The only way I could see this plan working would be applying to med school after you are done playing fighter pilot. These are both full time jobs. Like you I was a bio undergrad, getting through the coursework without much difficulty. However, I will PROMISE you that medical school will not be this way. We had some incredibly intelligent kids get bounced out quick. One weekend of not studying and you may never catch up. Expect to put in 80-100 hours a week between classes, labs, and studying. Now that you're a seasoned, mission-ready fighter pilot, how do you plan on staying current? How would you handle deployments/TDY? Even after four years of medical school, don't forget about 3-5 more for your residency, where you will probably be even busier than in med school.

It may be time for you to do a gut-check and decide which way you want to go. Not trying to discourage you, but in my med school class of 112 students we only had 1 over the age of 30. The AAMC is predicting a severe shortage of physicians within the next 10-20 years, and medical schools have adjusted, selecting younger students that they anticipate will provide many years of service.

If you are only planning on putting in four years to a unit (including two away for training), I would just skip the pleasantries and head straight for medical school. There are a lot of UPT applicants out here (myself included) competing for slots, that plan on sticking around a unit for the 10+ years that we are committing to. I realize some of this may not be what you want to hear, but hopefully you can take something away from it. I never found a way to make the two careers work.

Unread postPosted: 21 Sep 2011, 22:38
by moniker
Thanks again for the input!

That's the beauty of making plans and researching - I'm just planning ahead, figuring out what I want to do most, then dialing back the dream to fit the reality.

I've always dreamed of flying fighters, and won't wax philosophical about it here - but to put it simply I just can't imagine myself being happier than flying fighters. That's the goal I want to pursue first - if it makes sense to add some schooling later on, then that's gravy. There's no such thing in my mind as 'just' being a fighter pilot.

Unread postPosted: 07 Dec 2011, 19:45
by southernphantom
discofishing wrote:
He's still flying part time with the 149th.


You mean controlling? All they have is drones now from what I've heard. I hope this isn't the case, though.


TX has two ANG fighter units. One (Ellington) is flying snowmobiles now. The other (San Antonio) is flying Vipers. Don't remember which block, but they're one of the major ANG Viper school house units, or so I've heard.

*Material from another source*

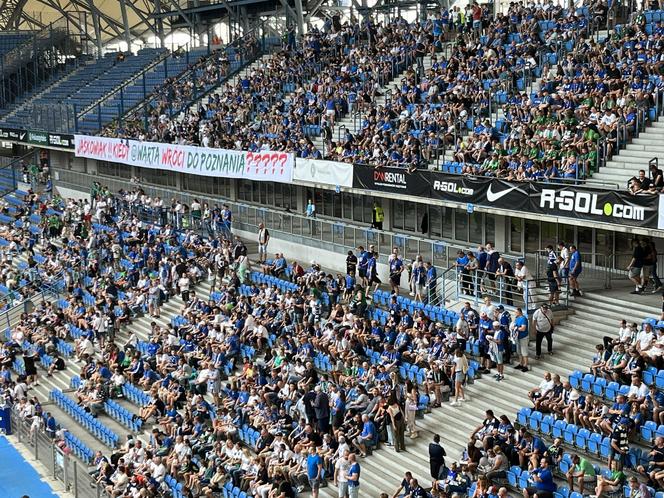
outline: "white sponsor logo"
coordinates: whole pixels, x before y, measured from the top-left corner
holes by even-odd
[[[612,218],[622,218],[625,220],[645,220],[646,210],[641,206],[605,202],[604,205],[600,207],[598,206],[598,202],[598,195],[589,192],[556,192],[551,189],[543,189],[542,196],[540,197],[541,208],[558,209],[560,211],[592,214],[596,216],[610,216]]]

Unread postPosted: 08 Dec 2011, 21:38
by discofishing
southernphantom wrote:
discofishing wrote:
He's still flying part time with the 149th.


You mean controlling? All they have is drones now from what I've heard. I hope this isn't the case, though.


TX has two ANG fighter units. One (Ellington) is flying snowmobiles now. The other (San Antonio) is flying Vipers. Don't remember which block, but they're one of the major ANG Viper school house units, or so I've heard.


You're right. I got the 149th confused with an Apache unit (1-149th ARB) that is out at Ellington.